Esta es la primera vez que el actor y director se propuso escribir una obra y, como en tantos otros casos de teatristas que devienen en dramaturgos, las razones tuvieron que ver con la falta de identificación respecto de los textos que leía cuando buscaba definir su próximo montaje. “Me gusta probarme en distintos terrenos, cambiar de registro de actuación o, como en este caso, descubrir que puedo armar una estructura teatral”, afirma el director. Formado como intérprete junto a Alejandra Boero, fue varios años después de egresar de su escuela que comenzó a estrenar sus primeras direcciones. Kartum, Anouihl y Arlt fueron los autores elegidos en esas oportunidades, “pero esta vez sabía que no volvería a ellos, porque necesitaba probar por otro lado”, asegura. El elenco está integrado por Ellen Wolf, Miriam Odorico, Inda Lavalle, Tamara Kiper, Lautaro Perotti, Diego Faturos, Gonzalo Ruiz y Jorge Castaño.
–¿Qué sucede en este núcleo familiar que lo vuelve tan particular y a la vez parecido a tantos otros?
–Es una familia en la que ninguno de sus integrantes sabe nada del otro, al menos aquellas cuestiones que son esenciales. Aunque hay señales de alarma por todos lados, ninguno manifiesta nada de lo que le pasa o se entera de lo que le está sucediendo al otro. Hablan más de la cuenta, eso sí, y se dicen barbaridades sin ninguna carga de responsabilidad. De esa casa que comparten no hay nadie que pueda irse: ninguno de los hijos puede madurar y armar su propia historia, porque la madre no ocupa su lugar, la abuela es una hija más. Y los hijos son, a su vez, padres.
–¿En qué se basa la noción de omisión que maneja la obra?
–Yo siento que hay una ceguera muy grande, una incapacidad enorme para hablar de lo que nos ocurre, como pareja, como familia y también como país. No se puede decir que alguien no ve que entre nosotros hay gente que sufre hambre. Pero como parece que nadie puede tomar alguna decisión al respecto, seguimos como si no viésemos. La madre de la obra tiene un latiguillo: “Se dio así”, dice, y todos tomamos esa misma actitud de aceptación de los hechos ante lo que hacen políticos o instituciones. En el fondo, nadie piensa que las cosas vayan a cambiar y esto genera un gran estado de permisibilidad. Y tomamos esta situación como un pecado menor.

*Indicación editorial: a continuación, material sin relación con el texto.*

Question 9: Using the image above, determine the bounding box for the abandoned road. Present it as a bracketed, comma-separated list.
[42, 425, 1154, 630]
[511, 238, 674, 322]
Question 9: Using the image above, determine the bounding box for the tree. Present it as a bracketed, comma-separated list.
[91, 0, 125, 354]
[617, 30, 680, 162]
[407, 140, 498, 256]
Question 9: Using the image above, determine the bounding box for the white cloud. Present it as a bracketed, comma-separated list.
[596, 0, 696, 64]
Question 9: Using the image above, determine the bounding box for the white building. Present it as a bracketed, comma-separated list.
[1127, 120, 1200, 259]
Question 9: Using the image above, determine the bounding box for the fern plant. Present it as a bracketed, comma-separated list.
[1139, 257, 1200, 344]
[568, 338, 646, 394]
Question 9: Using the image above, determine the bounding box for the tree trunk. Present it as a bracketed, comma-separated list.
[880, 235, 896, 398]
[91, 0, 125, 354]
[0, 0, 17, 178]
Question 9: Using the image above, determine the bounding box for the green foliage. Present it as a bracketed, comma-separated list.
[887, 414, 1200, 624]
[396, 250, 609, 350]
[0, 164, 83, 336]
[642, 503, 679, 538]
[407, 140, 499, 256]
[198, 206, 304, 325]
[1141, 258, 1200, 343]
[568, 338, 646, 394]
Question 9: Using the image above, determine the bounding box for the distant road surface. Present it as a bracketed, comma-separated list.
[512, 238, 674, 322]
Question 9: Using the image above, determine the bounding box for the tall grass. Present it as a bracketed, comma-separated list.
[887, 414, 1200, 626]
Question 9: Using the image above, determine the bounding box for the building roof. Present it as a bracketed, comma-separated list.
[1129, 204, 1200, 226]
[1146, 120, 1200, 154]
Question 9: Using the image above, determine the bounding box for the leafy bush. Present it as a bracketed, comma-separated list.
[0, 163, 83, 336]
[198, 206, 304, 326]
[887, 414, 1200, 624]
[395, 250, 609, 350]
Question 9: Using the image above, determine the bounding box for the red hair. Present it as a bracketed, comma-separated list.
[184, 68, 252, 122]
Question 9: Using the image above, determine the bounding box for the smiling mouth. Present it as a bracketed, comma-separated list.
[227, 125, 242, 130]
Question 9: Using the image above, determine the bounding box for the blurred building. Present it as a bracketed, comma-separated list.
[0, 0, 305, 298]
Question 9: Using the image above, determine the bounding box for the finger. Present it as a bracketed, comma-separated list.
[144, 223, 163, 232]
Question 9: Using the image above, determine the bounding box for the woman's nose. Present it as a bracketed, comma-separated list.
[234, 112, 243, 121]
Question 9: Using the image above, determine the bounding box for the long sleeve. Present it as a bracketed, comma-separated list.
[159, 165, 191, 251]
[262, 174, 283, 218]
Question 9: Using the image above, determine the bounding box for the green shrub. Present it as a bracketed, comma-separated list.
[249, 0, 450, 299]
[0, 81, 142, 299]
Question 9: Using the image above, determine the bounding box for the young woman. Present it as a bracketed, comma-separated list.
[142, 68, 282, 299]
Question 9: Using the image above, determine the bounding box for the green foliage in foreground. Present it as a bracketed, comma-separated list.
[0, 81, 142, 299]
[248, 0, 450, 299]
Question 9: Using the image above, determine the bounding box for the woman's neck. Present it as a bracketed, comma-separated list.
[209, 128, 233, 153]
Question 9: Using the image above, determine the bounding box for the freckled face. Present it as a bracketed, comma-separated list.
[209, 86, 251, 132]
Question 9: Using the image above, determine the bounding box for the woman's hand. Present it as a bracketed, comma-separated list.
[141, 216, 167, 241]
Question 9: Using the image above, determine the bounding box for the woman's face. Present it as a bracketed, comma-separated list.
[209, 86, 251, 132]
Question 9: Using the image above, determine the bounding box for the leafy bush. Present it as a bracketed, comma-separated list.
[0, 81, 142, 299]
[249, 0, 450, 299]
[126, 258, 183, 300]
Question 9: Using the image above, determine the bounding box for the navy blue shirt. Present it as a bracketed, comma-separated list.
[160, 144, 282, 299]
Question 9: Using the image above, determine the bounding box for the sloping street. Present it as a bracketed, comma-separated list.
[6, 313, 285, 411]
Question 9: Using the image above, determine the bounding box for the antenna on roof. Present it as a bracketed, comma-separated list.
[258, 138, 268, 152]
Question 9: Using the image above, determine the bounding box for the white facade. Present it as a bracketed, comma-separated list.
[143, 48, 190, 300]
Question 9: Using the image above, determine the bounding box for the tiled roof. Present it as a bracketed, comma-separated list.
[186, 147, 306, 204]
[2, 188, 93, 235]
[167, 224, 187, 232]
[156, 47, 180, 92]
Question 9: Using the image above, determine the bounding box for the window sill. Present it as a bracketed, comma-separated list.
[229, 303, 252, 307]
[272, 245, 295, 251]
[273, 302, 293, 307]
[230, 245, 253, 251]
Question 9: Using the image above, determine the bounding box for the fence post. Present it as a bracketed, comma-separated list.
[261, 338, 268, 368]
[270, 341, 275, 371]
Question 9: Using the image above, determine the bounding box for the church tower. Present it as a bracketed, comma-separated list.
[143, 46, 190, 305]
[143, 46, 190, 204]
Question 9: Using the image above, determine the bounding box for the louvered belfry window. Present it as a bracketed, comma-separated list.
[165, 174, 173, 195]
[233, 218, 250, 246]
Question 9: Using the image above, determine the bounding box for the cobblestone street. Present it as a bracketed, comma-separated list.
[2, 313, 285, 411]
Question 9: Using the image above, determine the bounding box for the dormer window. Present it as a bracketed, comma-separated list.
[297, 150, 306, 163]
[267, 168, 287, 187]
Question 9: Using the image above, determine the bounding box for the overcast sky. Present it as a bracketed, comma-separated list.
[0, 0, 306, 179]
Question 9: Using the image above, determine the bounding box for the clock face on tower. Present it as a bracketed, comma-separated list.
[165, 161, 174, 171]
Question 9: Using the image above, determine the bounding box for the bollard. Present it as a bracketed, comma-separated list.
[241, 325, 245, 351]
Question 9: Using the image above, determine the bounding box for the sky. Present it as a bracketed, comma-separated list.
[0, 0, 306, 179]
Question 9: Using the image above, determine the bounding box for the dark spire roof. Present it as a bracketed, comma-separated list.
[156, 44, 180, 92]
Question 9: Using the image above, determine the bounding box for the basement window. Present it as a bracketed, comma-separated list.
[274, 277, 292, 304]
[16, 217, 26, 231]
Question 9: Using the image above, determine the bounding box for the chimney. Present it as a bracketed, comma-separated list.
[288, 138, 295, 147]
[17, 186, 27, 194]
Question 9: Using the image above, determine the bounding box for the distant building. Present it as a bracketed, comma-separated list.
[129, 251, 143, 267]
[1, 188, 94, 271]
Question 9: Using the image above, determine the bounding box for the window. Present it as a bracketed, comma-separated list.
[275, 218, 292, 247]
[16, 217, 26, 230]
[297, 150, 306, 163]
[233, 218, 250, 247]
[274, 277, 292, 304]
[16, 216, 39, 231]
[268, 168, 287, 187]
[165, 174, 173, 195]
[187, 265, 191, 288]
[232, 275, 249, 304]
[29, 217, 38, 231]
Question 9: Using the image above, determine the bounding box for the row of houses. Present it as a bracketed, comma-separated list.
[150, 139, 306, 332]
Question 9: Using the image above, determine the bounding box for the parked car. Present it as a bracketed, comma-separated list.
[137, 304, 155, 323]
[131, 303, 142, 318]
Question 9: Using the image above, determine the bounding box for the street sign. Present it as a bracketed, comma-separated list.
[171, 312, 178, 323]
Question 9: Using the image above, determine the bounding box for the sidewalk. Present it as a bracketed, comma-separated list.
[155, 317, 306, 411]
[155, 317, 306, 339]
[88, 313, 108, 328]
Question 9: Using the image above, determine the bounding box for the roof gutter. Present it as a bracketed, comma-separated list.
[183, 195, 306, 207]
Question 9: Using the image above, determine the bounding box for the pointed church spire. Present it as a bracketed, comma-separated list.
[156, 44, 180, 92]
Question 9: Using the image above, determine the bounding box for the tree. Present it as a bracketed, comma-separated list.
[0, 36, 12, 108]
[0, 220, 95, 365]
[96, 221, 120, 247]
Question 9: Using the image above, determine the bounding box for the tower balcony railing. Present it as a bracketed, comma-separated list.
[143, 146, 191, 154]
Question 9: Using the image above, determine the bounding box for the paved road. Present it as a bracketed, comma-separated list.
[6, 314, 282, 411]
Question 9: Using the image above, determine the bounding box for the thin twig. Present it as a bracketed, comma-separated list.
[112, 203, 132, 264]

–¿Es un recurso donde ampararse?
–La omisión es una forma de defensa para no hacerse cargo de las cosas. Es darme cuenta de que algo no está bien porque lo veo, me pasa por delante, pero no hago nada para corregirlo. Esto pasa todo el tiempo con esta familia: los remedios están vencidos, nadie recuerda las recomendaciones del médico, todo los supera, las cuentas, la ropa, la comida. Cada uno a su modo tiene la sensación de que la vida cotidiana es un caos imposible de ordenar, a menos que se rompa con todo.
–También está planteado el caos desde un punto de vista generacional.
–Estos hijos no pueden ver a sus padres, porque no tienen la capacidad de madurar y tomar un punto de vista respecto de la realidad. Tampoco tienen un proyecto, que es lo que muchas veces nos salva. Para nosotros, como grupo, el esfuerzo que pusimos para abrir la sala, para ensayar y hacer las funciones es, en gran medida, la manera que encontramos para transitar el caos y resistir. Es justamente de esta posibilidad que nosotros tenemos de construir desde el caos que se admira la gente que viene de afuera. También de nuestros actores vocacionales, los que no viven del teatro, pero que tienen un compromiso con el trabajo que los pone al nivel de los mejores profesionales.
–¿Cuál será su próximo trabajo?
–Voy a dirigir Lisístrata, de Aristófanes. Cuando veo las fotos de una ciudad bombardeada por la guerra me llaman la atención las casas destruidas. Más allá del juego sexual que plantea la obra (las mujeres se niegan a hacer el amor con sus maridos para que éstos abandonen las armas), la presencia de la guerra es algo que me interesa destacar. Pensé en introducir el conflicto armado en una casa y mostrar lo que hacen las mujeres al arriesgarse y enfrentar a los militares, pero sin perder el tono de la comedia. No creo que el teatro pueda cambiar la sociedad, pero puede ayudar a que el espectador y los actores sean más felices. La gente está muy maltratada y humillada, y se vuelve solidaria y cálida en el espacio compartido del teatro.